I primi riferimenti di studi sul cervello umano si collocano intorno al XVII secolo a.C. con il Papiro chirurgico di Edwin Smith: è chiaro come l’interesse degli esseri umani per la materia grigia sia andato di pari passo con la civilizzazione, fino all’avvento dell’informatica, dove sono fioriti studi sulla replicazione dello stesso flusso di lavoro cerebrale in una macchina.

BREVE STORIA DELL’INTELLIGENZA ARTIFICIALE

Contrariamente a quanto si pensa, l’intelligenza artificiale non è un campo nuovo. I primi studi sono iniziati negli anni ’30 con le “macchine pensanti”, quando tre attori principali ne hanno definito le basi:

  • Norbert Wiener con la sua rete elettrica che imita l’attivazione dei neuroni;
  • Claude Shannon, che descrisse l’elaborazione digitale dei segnali;
  • Alan Turing, che definì le regole per valutare qualsiasi problema da un punto di vista digitale.

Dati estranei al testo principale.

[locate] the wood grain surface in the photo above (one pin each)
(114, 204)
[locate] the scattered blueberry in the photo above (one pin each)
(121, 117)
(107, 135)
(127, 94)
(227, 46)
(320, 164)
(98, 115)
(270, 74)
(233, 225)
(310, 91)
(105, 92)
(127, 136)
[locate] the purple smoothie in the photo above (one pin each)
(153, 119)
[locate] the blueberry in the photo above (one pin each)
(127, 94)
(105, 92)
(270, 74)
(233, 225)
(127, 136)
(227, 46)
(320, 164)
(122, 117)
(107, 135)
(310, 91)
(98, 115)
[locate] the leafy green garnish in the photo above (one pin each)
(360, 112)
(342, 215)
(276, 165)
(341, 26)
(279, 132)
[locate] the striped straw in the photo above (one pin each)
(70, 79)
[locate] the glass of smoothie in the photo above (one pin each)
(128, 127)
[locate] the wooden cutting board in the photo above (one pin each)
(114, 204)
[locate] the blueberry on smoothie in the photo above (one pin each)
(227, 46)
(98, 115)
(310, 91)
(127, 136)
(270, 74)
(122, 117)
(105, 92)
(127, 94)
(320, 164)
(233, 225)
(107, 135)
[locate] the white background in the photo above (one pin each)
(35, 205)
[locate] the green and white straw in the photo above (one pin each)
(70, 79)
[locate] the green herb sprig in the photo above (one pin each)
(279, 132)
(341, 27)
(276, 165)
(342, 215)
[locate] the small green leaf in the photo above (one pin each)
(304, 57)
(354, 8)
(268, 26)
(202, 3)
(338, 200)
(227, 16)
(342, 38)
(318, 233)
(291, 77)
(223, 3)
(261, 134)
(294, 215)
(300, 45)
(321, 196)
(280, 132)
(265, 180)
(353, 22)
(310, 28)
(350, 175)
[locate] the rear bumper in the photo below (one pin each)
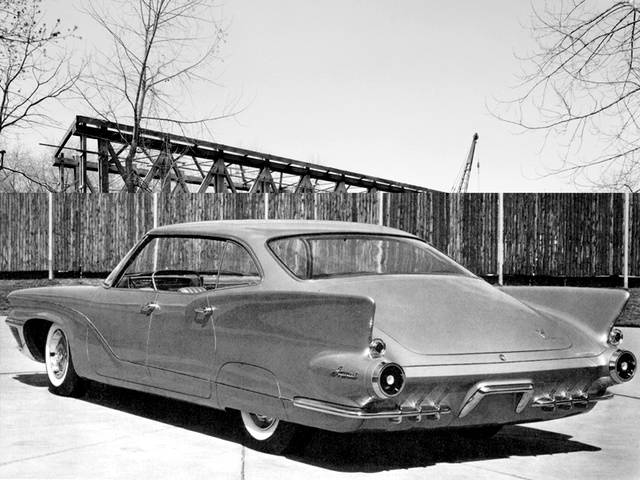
(472, 395)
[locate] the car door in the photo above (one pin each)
(181, 344)
(120, 314)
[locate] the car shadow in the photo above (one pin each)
(32, 379)
(354, 452)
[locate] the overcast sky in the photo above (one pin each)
(394, 89)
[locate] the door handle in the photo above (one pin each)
(204, 310)
(203, 314)
(149, 308)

Questi tre principi chiave si concretizzeranno nel 1943, quando Walter Pitts e Warren McCulloch definirono la prima Rete Neurale, in cui ai neuroni artificiali veniva affidato il compito di risolvere semplici funzioni logiche.

Negli anni successivi, gli studi continuarono senza un vero e proprio focus (o un vero e proprio nome), finché nel 1956 si tenne il Dartmouth Workshop basato su una proposal molto diretta: “ogni aspetto dell’apprendimento o di qualsiasi altra caratteristica dell’intelligenza può essere descritto in modo così preciso da poter essere simulato da una macchina“. In quel preciso momento nacque il termine Intelligenza Artificiale e gli studi fiorirono. L’attenzione del pubblico e i finanziamenti erano in costante aumento, ad eccezione di due periodi – 1974-1980 e 1987-1993 – che videro rispettivamente un importante taglio dei fondi da parte della DARPA (1974) e il crollo delle LISP Machines (1987).

IL COMPAGNO INVISIBILE

La storia ha dimostrato che l’Intelligenza Artificiale non è solo vaporware: dopo tempi bui gli studi ricominciano a prosperare (con qualche intoppo, ad esempio nel 2010 con i contratti futures EMini S&P 500, quando iniziò a scatenarsi un effetto patata bollente tra “agenti intelligenti”).

Ai giorni nostri la presenza dell’Intelligenza Artificiale è appena percettibile, eppure è parte integrante e importantissima della nostra vita, partecipando a:

  • Distribuzione di servizi di pubblica utilità;
  • Controllo del traffico nelle grandi città;
  • Previsioni del tempo;
  • Catena alimentare dei trasporti;
  • Logistica;
  • Social media;
  • Analisi delle abitudini;
  • Arte;
  • e così via.

Secondo un sondaggio condotto da Ipsos per il World Economic Forum, il 60% dei candidati intervistati pensa che l’IA renderà la loro vita più facile nei prossimi 3-5 anni, ma solo il 52% pensa che la loro vita subirà un effettivo miglioramento.

I DATI COME DNA DIGITALE

La ragione dello scetticismo risiede nello stesso cuore pulsante dell’IA: i dati.

Per rendere autonomo un sistema è necessario alimentarlo con dati che saranno successivamente organizzati in dataset di addestramento da cui la macchina potrà imparare.

Mentre molti dati per applicazioni specifiche sono raccolti da governi/istituzioni/organizzazioni, i dati personali possono essere raccolti solo con l’uso di applicazioni come i social media.

I dati personali sono ovviamente molto dinamici e richiedono quindi un aggiornamento e una raccolta costanti.

Questo ha sollevato molte preoccupazioni sulla privacy e, sebbene i nostri dati stiano gradualmente diventando sempre più protetti grazie a svariate regolamentazioni (come il GDPR per l’UE), la sensazione è che siamo ancora nel selvaggio west.

Sebbene nella maggior parte dei casi la raccolta avvenga per un obiettivo finale piuttosto innocuo (come il clustering per scopi di marketing), gli stessi dati potrebbero essere utilizzati per manipolare le persone (ad esempio Cambridge Analytica) o, peggio, per controllare la vita delle persone.